The authors proceed to try both programs on the entire dataset; Contrail succeeds but Velvet fails. Velvet fails again on 50% of the data if in paired end mode (though again, the method of downsampling is not given) but runs on that dataset in unpaired read mode. Velvet is tried also, in both modes, on a 25% dataset and succeeds. The authors present the figures-of-merit as a table, with no apparent order. Since Contrail (at least the version used) had only an unpaired mode, it is run only once. This data would be far more useful plotted as a graph as well, with the table sorted in some order relevant to the user, such as the 2X, 25%, 50% and 100% of dataset.
A serious issue at this point is the author's choice of N50 and maximum contig length as their sole figures-of-merit, which they mistakenly label as measures of assembly quality. At no point do the authors attempt to assess the correctness of their assemblies, despite this being a standard method in assembler comparisons (such as the Assemblathon from which the authors obtained the data used). Both N50 and maximum contig length can be inflated by overly aggressive assembly that yields misassembly artifacts, and N50 can be inflated by the choice of a minimum contig length cutoff. Indeed, the authors fail to report a genome size their assemblies, and so these assemblies could represent only a fraction of the target genome.
The authors observe that the 25% and 50% datasets gave similar results for their figures-of-merit, and observe that less data can give equal or better results. They appear to have not asked if this has been observed before (it has). Nor do they run Contrail on the subsampled datasets to see if the trend holds there as well.
The issue of Velvet crashing on the larger datasets is presented as highly significant; indeed the conclusion is drawn that multi-machine programs such as Contrail are required for this data.

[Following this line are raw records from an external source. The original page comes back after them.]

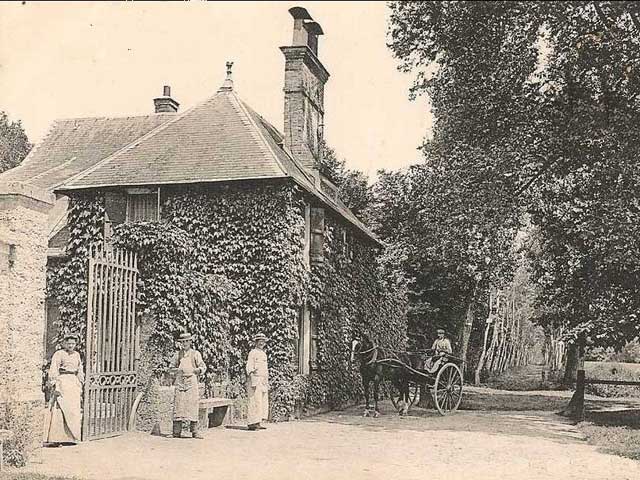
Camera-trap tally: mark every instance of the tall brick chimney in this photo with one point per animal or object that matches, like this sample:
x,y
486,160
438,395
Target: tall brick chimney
x,y
304,80
166,104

This is highly unfortunate on two grounds.
First, as noted before, the authors performed nearly no preprocessing of the data (other than the ill-documented poor quality read removal). Sequencing errors will enlarge the de Bruijn graph, so error correction or read trimming can reduce the memory requirements of an assembler. Paired end merging can similarly reduce memory requirements, albeit at some risk of telescoping small repeats. Merging is particularly relevant for Contrail, since it does not explicitly handle paired ends. K-mer based read normalization can greatly reduce memory requirements for assembly.

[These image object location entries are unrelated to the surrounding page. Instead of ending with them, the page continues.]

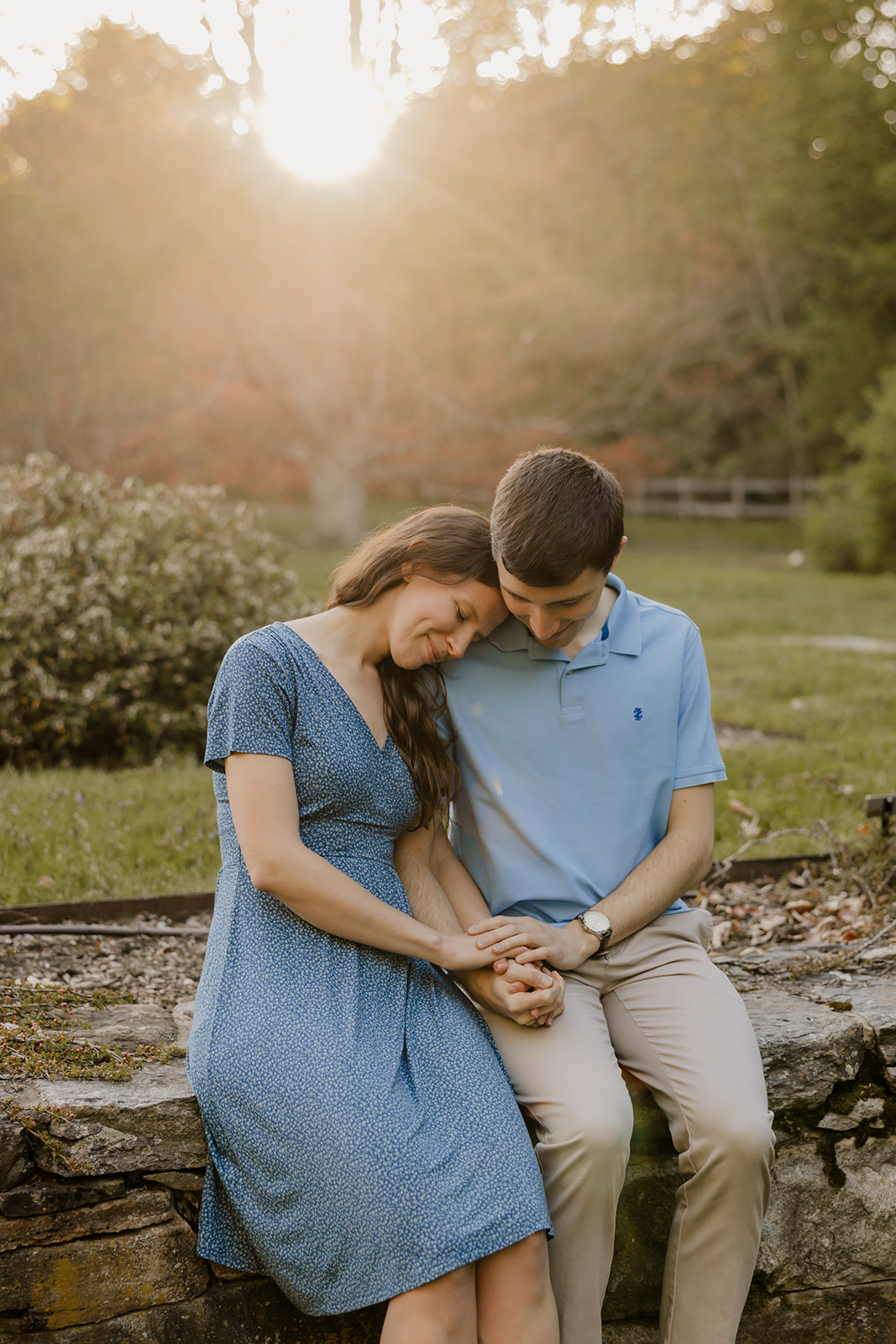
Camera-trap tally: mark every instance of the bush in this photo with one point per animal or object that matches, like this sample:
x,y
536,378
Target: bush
x,y
852,523
117,602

Second, a number of programs have demonstrated assembly of vertebrate-scale short read datasets on single machines, indeed single machines with far less memory than the 1Tbyte found compute node used for Velvet in the paper. Examples include Minia, with a de Bruijn graph structure designed to be extremely memory efficient, and Readjoiner, which uses a string graph paradigm (which, as noted above, is a strategy ignored by the paper in the introduction).

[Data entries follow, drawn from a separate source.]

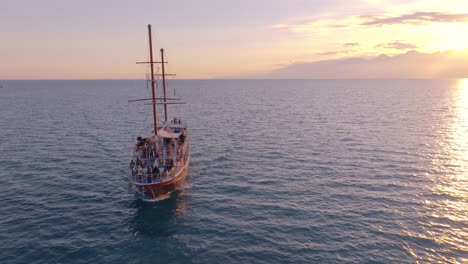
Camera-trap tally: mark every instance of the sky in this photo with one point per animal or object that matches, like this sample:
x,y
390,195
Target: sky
x,y
102,39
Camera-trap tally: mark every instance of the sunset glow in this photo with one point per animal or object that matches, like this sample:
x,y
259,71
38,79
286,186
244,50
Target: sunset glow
x,y
213,40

Finally, the authors fail to make any attempt to place this in a relevant modern context. Given that short reads from short inserts alone are mathematically incapable of assembling anything but the simplest plasmid or viral genomes, the current thrust in de novo assembly is assembling either entirely from long reads or integrating short reads with long reads or mate pairs to accurately yield long (increasingly, chromosome-scale) scaffolds. Failing to place the very limited findings of this manuscript in such a context could be characterized as a final failing.